Package docking.widgets.table

Class CoalescingAddRemoveStrategy<T>

java.lang.Object
docking.widgets.table.CoalescingAddRemoveStrategy<T>
Type Parameters:
T - the row type
All Implemented Interfaces:
TableAddRemoveStrategy<T>
public class CoalescingAddRemoveStrategy<T> extends Object implements TableAddRemoveStrategy<T>
The ThreadedTableModel does not correctly function with data that can change outside of the table. For example, if a table uses db objects as row objects, these db objects can be changed by the user and by analysis while table has already been loaded. The problem with this is that the table's sort can be broken when new items are to be added, removed or re-inserted, as this process requires a binary search, which will be broken if the criteria used to sort the data has changed. Effectively, a row object change can break the binary search if that item stays in a previously sorted position, but has updated data that would put the symbol in a new position if sorted again. For example, if the table is sorted on name and the name of an item changes, then future uses of the binary search will be broken while that item is still in the position that matches its old name.

This issue has been around for quite some time. To completely fix this issue, each row object of the table would need to be immutable, at least on the sort criteria. We could fix this in the future if the *mostly correct* sorting behavior is not good enough. For now, the client can trigger a re-sort (e.g., by opening and closing the table) to fix the slightly out-of-sort data.

The likelihood of the sort being inconsistent now relates directly to how many changed items are in the table at the time of an insert. The more changed items, the higher the chance of a stale/misplaced item being used during a binary search, thus producing an invalid insert position.

This strategy is setup to mitigate the number of invalid items in the table at the time the inserts are applied. The basic workflow of this algorithm is: 

 1) condense the add / remove requests to remove duplicate efforts
 2) process all removes first
    --all pure removes
    --all removes as part of a re-insert
 3) process all items that failed to remove due to the sort data changing
 4) process all adds (this step will fail if the data contains mis-sorted items)
    --all adds as part of a re-insert
    --all pure adds
Step 3, processing failed removals, is done to avoid a brute force lookup at each removal request.

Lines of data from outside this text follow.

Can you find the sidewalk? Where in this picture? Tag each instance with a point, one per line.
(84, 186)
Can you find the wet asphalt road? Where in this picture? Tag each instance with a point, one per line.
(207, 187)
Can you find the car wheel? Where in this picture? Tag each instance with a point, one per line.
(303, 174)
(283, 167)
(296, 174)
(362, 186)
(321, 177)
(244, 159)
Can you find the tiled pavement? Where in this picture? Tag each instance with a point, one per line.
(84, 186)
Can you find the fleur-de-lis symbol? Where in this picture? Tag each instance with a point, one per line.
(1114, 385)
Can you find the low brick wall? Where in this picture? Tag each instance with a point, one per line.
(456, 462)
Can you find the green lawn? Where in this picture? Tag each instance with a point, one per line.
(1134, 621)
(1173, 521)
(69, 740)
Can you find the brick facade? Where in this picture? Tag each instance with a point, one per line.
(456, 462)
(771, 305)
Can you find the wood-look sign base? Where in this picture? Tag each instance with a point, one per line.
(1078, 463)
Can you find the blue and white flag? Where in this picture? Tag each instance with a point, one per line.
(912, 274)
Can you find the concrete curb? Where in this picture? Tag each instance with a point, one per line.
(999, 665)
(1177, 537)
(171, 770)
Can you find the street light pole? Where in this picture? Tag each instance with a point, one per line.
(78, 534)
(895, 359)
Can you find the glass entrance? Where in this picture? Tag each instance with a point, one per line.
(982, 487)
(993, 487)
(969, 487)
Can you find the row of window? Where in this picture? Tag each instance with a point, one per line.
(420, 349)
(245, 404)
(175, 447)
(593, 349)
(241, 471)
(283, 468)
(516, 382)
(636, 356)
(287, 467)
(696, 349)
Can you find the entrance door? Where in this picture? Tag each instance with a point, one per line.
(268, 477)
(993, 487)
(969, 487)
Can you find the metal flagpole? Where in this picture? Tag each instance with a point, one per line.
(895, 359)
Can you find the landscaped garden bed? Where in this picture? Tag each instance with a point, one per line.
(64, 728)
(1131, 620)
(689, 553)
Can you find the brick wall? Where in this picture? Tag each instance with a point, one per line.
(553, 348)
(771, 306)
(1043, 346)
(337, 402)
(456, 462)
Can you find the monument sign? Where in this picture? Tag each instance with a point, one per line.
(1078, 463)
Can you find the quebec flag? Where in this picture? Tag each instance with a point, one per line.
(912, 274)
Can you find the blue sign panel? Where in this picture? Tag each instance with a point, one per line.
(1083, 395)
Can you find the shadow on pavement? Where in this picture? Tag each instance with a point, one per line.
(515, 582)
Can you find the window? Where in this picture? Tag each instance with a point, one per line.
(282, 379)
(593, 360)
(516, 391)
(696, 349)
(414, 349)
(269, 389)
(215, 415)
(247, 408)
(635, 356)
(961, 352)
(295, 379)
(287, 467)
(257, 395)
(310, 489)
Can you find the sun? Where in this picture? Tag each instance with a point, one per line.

This strategy allows for the use of client proxy objects. The proxy objects should be coded such that the hashCode() and equals() methods will match those methods of the data's real objects. These proxy objects allow clients to search for an item without having a reference to the actual item. In this sense, the proxy object is equal to the existing row object in the table model, but is not the same instance as the row object.